18.『Buddhists Tracks』 / BUSH OF GHOSTS(2001)
DETERMINATIONSの市原夫妻を中心に、関西のダブ系ミュージシャンがワイワイ集まった、まぁ関西限定のお遊び感覚のインディーダブプロジェクトなんであるが、これがムチャクチャかっこいい。
ループするぶっ太いベースの重低音に、徐々に迫りくるダブのとてつもない高揚感。とにかくこのバンドはライブが凄かった。
京都の情緒あるライブハウス拾得で憑き物がついたかのような異常な盛り上がりを見せた、あの夜のライブは忘れられない思い出となっている。
なので後にリリースされたスタジオ作品がとても物足りなく感じた。
19.『呼吸』 / Lily Chou-Chou(2001)
リリイ・シュシュは、インターネット小説上の、あるいは映画の中でのみ浮遊するエーテルのような架空の存在。
岩井俊二×小林武史×Salyuの奇跡の三位一体が、その音像だけでリリイ・シュシュという実態のない存在に命を与えた。

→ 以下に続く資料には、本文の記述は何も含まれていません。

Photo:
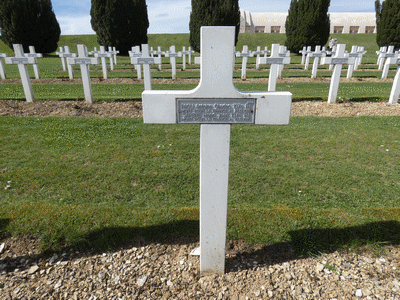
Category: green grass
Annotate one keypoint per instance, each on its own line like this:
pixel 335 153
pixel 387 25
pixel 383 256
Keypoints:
pixel 321 183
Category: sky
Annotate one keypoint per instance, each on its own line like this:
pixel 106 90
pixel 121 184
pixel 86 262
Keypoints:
pixel 172 16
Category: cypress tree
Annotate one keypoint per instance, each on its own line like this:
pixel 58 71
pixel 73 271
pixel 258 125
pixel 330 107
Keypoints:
pixel 120 23
pixel 212 13
pixel 388 23
pixel 307 24
pixel 30 23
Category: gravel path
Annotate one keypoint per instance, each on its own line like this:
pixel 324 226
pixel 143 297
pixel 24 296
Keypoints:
pixel 167 271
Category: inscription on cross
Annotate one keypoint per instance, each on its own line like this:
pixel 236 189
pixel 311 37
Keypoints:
pixel 21 60
pixel 215 104
pixel 84 62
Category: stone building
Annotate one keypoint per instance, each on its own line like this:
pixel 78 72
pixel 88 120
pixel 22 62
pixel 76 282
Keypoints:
pixel 275 22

映画『リリイ・シュシュのすべて』は、これまでにないくらいに感情を揺さぶられた衝撃の内容だった。それからしばらく私はリリイの亡霊にとり憑かれることになる。
あの憂いのこもった浮遊するかのようなくぐもった歌声・・・・それを後に正式ソロデビューを果たすことになったSalyuに求めたりもしたが、やはり違っていた。
Salyuは今でもちょくちょくリリイの楽曲をライブで歌うが、全く別物である。まぁ仕方ない。Salyuはリリイではないからな。
20.『Chat Chat Determination』 / DETERMINATIONS(2002)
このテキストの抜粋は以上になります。